By Andres Oppenheimer
aoppenheimer@MiamiHerald.com
Republicans in Congress have launched a major offensive to force several million undocumented immigrants to leave the United States with a bill that would make it mandatory for U.S. employers to electronically verify workers’ legal status. It sounds like a reasonable idea, but the way they want to do it would hurt all involved.
Last week, House Judiciary Committee Chairman Lamar Smith , R-Texas, and 11 fellow Republicans introduced the so c-called E-Verify bill, which would require employers to use an existing Homeland Security Department database to check the legal status of newly hired employees. According to Congressional sources, it has a good chance of passing the Republican-controlled House.
A companion bill in the Senate was sponsored by Sen. Chuck Grassley, R-Iowa, and co-sponsored by nine fellow Republicans, including Florida’s Marco Rubio. Its fate in the Democratic-controlled Senate is not clear.
Supporters of the E-Verify system argue that it is already mandatory in states such as Arizona, Georgia and Alabama, and that it works. Smith’s bill would give most employers up to two years to use E-verify for new hires and would give employers the choice of using the system for existing workers.
“With unemployment at 9 percent, jobs are scarce,” Smith says in his website. “Despite record unemployment, 7 million people work in the U.S. illegally. These jobs should go to legal workers.”
He adds: “It takes just a few minutes to use and easily confirms 99.5 percent of work-eligible employees.”
Sounds perfectly logical. But when you look into it a bit closer, you realize that, barring broader measures to solve the U.S. immigration mess, it may do more harm than good.
Critics of the bill say mandatory use of E-verify would badly hurt many industries, push undocumented immigrants further into the underground economy, and mistakenly cause many legal residents to lose their jobs because of the database’s mistakes.
Among their arguments:
• The E-Verify system is imperfect. The near absolute accuracy rate cited by Smith is misleading, because it only refers to verification of workers with legitimate documents. E-Verify fails to identify undocumented workers in 50 percent of the cases, because many of them present valid documents belonging to other people, critics say.
Also, the database often mistakenly flags Hispanics with common names, such as Perez or Rodriguez, because of identity confusion or inconsistencies in their various U.S. documents. Naturalized U.S. citizens are 32 times more likely to be erroneously flagged by the E-Verify system than U.S.-born citizens, according to the National Immigration Forum, a pro-immigration advocacy group.
• If E-Verify becomes law, many businesses that rely heavily on undocumented workers, such as Florida and California agricultural firms, would go out of business or move operations to other countries.
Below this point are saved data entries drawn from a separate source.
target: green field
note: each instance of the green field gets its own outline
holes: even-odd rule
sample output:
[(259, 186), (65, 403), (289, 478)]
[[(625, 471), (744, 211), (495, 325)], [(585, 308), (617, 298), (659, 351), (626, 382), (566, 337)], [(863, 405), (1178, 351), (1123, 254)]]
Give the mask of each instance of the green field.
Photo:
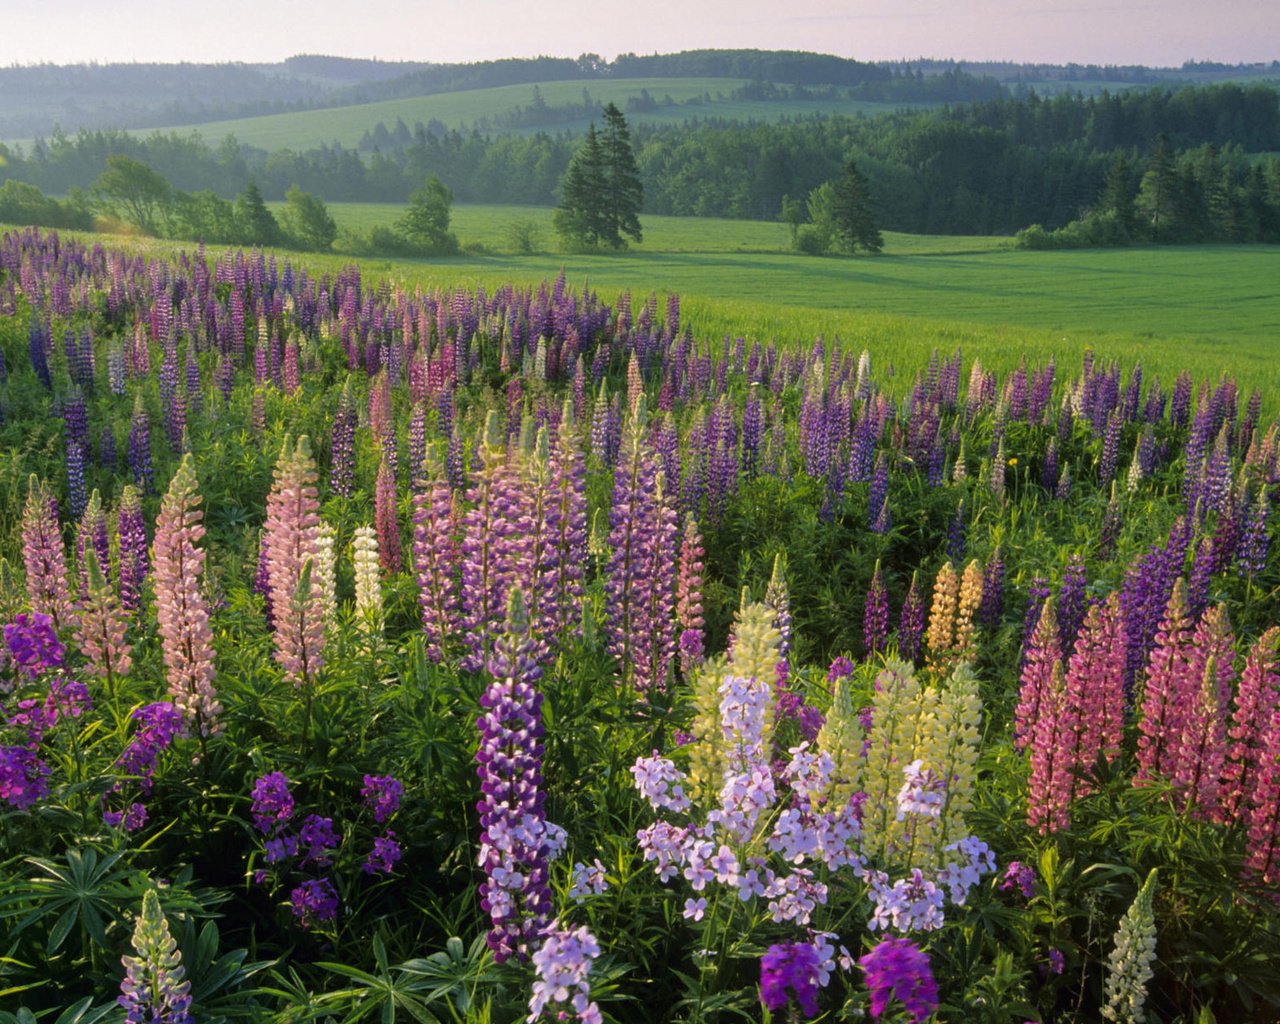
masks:
[[(403, 207), (334, 204), (339, 225), (366, 230)], [(551, 211), (457, 206), (466, 246), (452, 259), (360, 260), (365, 279), (404, 287), (533, 285), (562, 270), (612, 300), (629, 289), (682, 298), (701, 338), (744, 336), (808, 343), (818, 335), (869, 348), (882, 363), (917, 366), (931, 349), (1008, 368), (1024, 355), (1074, 367), (1092, 348), (1104, 359), (1141, 359), (1168, 382), (1182, 369), (1239, 375), (1280, 408), (1280, 251), (1196, 246), (1031, 252), (1007, 238), (885, 235), (878, 257), (811, 257), (787, 251), (788, 229), (758, 221), (645, 216), (645, 242), (618, 254), (555, 250)], [(543, 227), (546, 251), (503, 252), (519, 220)], [(136, 243), (136, 240), (135, 240)], [(156, 249), (191, 248), (149, 241)], [(292, 257), (319, 271), (354, 262), (342, 254)]]
[[(666, 124), (692, 118), (726, 118), (732, 120), (776, 121), (782, 117), (809, 114), (879, 114), (901, 109), (909, 104), (868, 103), (863, 100), (730, 100), (733, 90), (743, 85), (737, 78), (619, 78), (606, 81), (543, 82), (537, 86), (548, 106), (581, 103), (585, 90), (594, 101), (613, 102), (620, 107), (627, 100), (648, 90), (660, 106), (656, 110), (628, 114), (632, 124)], [(154, 131), (174, 131), (186, 135), (197, 132), (211, 144), (228, 134), (242, 143), (262, 149), (305, 150), (339, 142), (355, 146), (361, 136), (379, 121), (388, 128), (399, 118), (410, 127), (415, 122), (426, 124), (432, 118), (450, 128), (469, 128), (481, 119), (493, 119), (533, 104), (532, 85), (509, 85), (492, 89), (470, 89), (463, 92), (439, 93), (412, 99), (383, 100), (355, 106), (325, 110), (303, 110), (289, 114), (210, 121), (195, 126), (139, 129), (133, 134), (150, 135)], [(665, 104), (667, 98), (673, 101)], [(689, 103), (690, 100), (701, 100)], [(919, 104), (917, 104), (919, 106)], [(547, 126), (546, 130), (565, 131), (585, 128), (587, 121), (571, 119)], [(491, 128), (499, 131), (501, 129)], [(533, 131), (536, 129), (522, 129)]]

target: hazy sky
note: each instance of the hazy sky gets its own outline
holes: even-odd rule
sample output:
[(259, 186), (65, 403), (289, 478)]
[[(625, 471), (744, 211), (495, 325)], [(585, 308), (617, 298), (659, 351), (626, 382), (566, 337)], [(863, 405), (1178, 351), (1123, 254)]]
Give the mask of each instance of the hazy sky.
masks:
[(0, 0), (0, 64), (468, 61), (803, 49), (1177, 65), (1280, 59), (1280, 0)]

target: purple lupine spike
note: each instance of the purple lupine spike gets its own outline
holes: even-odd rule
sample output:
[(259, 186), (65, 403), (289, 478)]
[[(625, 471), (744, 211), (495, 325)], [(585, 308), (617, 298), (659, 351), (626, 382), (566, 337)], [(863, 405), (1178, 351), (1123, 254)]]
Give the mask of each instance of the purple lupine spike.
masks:
[(1040, 621), (1040, 612), (1044, 608), (1045, 601), (1048, 600), (1049, 581), (1043, 576), (1033, 576), (1030, 586), (1027, 587), (1027, 611), (1022, 620), (1022, 649), (1025, 652), (1031, 646), (1031, 637), (1035, 632), (1036, 623)]
[(253, 574), (253, 592), (262, 595), (267, 627), (276, 628), (275, 611), (271, 607), (271, 561), (267, 553), (266, 531), (258, 537), (258, 565)]
[(1004, 614), (1004, 551), (996, 549), (982, 574), (982, 602), (978, 606), (978, 622), (988, 632), (994, 630)]
[(151, 421), (142, 405), (142, 396), (133, 401), (133, 419), (129, 424), (129, 472), (144, 494), (156, 489), (155, 472), (151, 468)]
[(355, 494), (355, 435), (355, 399), (351, 394), (351, 378), (348, 376), (338, 398), (338, 409), (333, 414), (329, 463), (329, 488), (343, 498), (350, 498)]
[(1102, 516), (1102, 526), (1098, 530), (1098, 558), (1105, 561), (1110, 558), (1120, 540), (1123, 522), (1120, 518), (1120, 499), (1116, 495), (1115, 481), (1111, 482), (1111, 498), (1107, 502), (1107, 511)]
[(415, 489), (422, 479), (422, 461), (427, 454), (427, 407), (418, 402), (409, 419), (409, 483)]
[(871, 474), (867, 519), (872, 533), (883, 535), (889, 532), (889, 460), (884, 452), (876, 456), (875, 470)]
[(663, 691), (676, 653), (675, 590), (679, 529), (666, 478), (655, 466), (652, 521), (638, 537), (643, 589), (634, 644), (635, 685), (641, 692)]
[(147, 526), (138, 489), (126, 484), (120, 495), (120, 604), (136, 614), (142, 608), (142, 588), (151, 570), (147, 553)]
[(551, 919), (548, 871), (558, 845), (546, 820), (542, 784), (542, 676), (533, 656), (519, 590), (511, 592), (506, 630), (488, 661), (492, 682), (480, 698), (476, 774), (481, 798), (480, 906), (493, 922), (487, 940), (499, 963), (527, 959)]
[(67, 507), (73, 519), (84, 514), (88, 497), (84, 482), (85, 447), (78, 441), (67, 442)]
[(1116, 460), (1120, 457), (1120, 433), (1124, 428), (1124, 419), (1119, 412), (1113, 412), (1107, 419), (1106, 434), (1102, 441), (1102, 457), (1098, 461), (1098, 482), (1109, 484), (1116, 475)]
[(1044, 464), (1040, 468), (1040, 486), (1046, 491), (1054, 491), (1058, 486), (1058, 442), (1049, 438), (1049, 446), (1045, 449)]
[(102, 468), (109, 473), (115, 473), (119, 468), (119, 455), (116, 452), (116, 432), (111, 429), (111, 424), (107, 424), (102, 428), (102, 437), (99, 439), (98, 461), (102, 464)]
[(468, 653), (462, 667), (479, 671), (502, 630), (503, 610), (516, 579), (516, 565), (528, 535), (520, 485), (502, 444), (498, 414), (490, 410), (477, 447), (480, 468), (467, 491), (463, 517), (462, 622)]
[(644, 558), (656, 528), (657, 471), (645, 439), (645, 399), (641, 395), (627, 424), (624, 451), (614, 476), (609, 510), (609, 574), (605, 582), (609, 652), (624, 682), (635, 684), (635, 639), (641, 622), (651, 562)]
[(1270, 545), (1267, 519), (1270, 511), (1267, 489), (1259, 487), (1257, 496), (1245, 509), (1236, 545), (1236, 570), (1243, 577), (1256, 576), (1267, 567), (1267, 550)]
[(1058, 632), (1063, 658), (1069, 658), (1075, 650), (1076, 636), (1084, 625), (1085, 613), (1089, 610), (1086, 586), (1084, 559), (1079, 555), (1072, 555), (1067, 559), (1062, 583), (1058, 587)]
[(862, 643), (867, 654), (873, 655), (884, 650), (888, 639), (889, 591), (885, 589), (884, 578), (880, 574), (880, 559), (877, 558), (862, 611)]
[(49, 372), (49, 339), (43, 326), (33, 319), (27, 329), (27, 353), (31, 357), (31, 368), (35, 370), (45, 390), (53, 390), (53, 374)]
[(956, 561), (964, 559), (966, 533), (964, 511), (964, 498), (961, 498), (956, 503), (956, 513), (951, 517), (951, 525), (947, 529), (947, 557)]
[(909, 662), (915, 662), (920, 657), (924, 625), (924, 596), (920, 593), (919, 573), (913, 572), (911, 586), (907, 588), (906, 599), (902, 602), (902, 614), (898, 619), (898, 653)]
[(1187, 578), (1187, 606), (1193, 616), (1199, 616), (1209, 607), (1209, 586), (1217, 569), (1212, 537), (1202, 537), (1191, 560), (1191, 573)]
[(573, 404), (566, 401), (551, 456), (551, 491), (557, 503), (554, 535), (556, 577), (554, 633), (581, 631), (584, 566), (587, 564), (587, 467), (578, 446)]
The idea that millions of unemployed Americans would take the jobs of Mexican or Central American undocumented field hands is unrealistic. Few American workers are willing to work in back-breaking jobs harvesting oranges or vegetables under the sweltering sun for minimum pay.
• If E-Verify goes through the way it is, many employers would simply tell their undocumented workers: “I can’t have you on the books, so I’ll pay you off the books.’’ That would make undocumented workers even more vulnerable to exploitation, would drive down wages for both legal and illegal workers, and would cost the government a loss of more than $17 billion in revenue over the next 10 years, according to General Accounting Office estimates.
My opinion: E-Verify is a legitimate tool that could help solve the U.S. immigration crisis, but only if it is implemented alongside a path to legalization for undocumented workers who are willing to pay fines and learn English.
Otherwise, it will only help push millions of people further into the underground economy, and may cause thousands of legal residents — mostly Hispanics — to lose their jobs because of documentation mistakes.
Whoever thinks that millions of undocumented immigrants, many of whom have American children, would simply leave their families behind and go back to their home countries is either kidding himself, or is trying to take the rest of us down the dangerous road of blaming immigrants for the U.S. economic crisis.